Department of Radiology, Gachon Medical College Gil Medical Center, Korea. dmyang@ghil.com
Abstract

PURPOSE: To evaluate the efficacy of MR cholangiography for follow-up examination after metallic stent placement in the bile duct. MATERIALS AND METHODS: Between December 1999 and June 2000, 15 patients with biliary obstruction in whom metallic biliary stents had been placed underwent MR cholangiography during follow-up examination. The causes of obstruction were hilar cholangiocarcinoma (n=6), common bile duct cancer (n=5), gall bladder cancer (n=1) and pancreatic cancer (n=3). The types of self-expandable metallic stent employed were the nitinol stent (n=2), the Endocoil nitinol stent (n=3), the Ultraflexed Diamond stent (n=5), and the Wallstent (n=5).
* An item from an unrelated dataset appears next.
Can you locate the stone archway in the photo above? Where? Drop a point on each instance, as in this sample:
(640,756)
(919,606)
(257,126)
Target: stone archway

Using MR cholangiography, we measured the diameter of that part of the biliary stent which showed high signal intensity, assigning one point if this was less than one third of the stent diameter, two points if between one third and two thirds, and three points if more than two thirds. We decided that a higher score indicated fewer artifacts. RESULTS: The score was 1.7-3 (mean, 2.3) points for the Endocoil nitinol stent, 1.7-2.3 (mean, 2) for the nitinot stent, and 1-3 (mean, 1.7) for the Ultraflex Diamond stant. In most cases, two thirds of the stent diameter was observed. For the Wallstent, the score was 1-1.7 (mean, 1.3) points and the inner portion of the stent was almost invisible. CONCLUSION: MR cholangiography is not useful for follow-up examination after the placement of Wallstents and three other types of nitinol stent in the bile duct.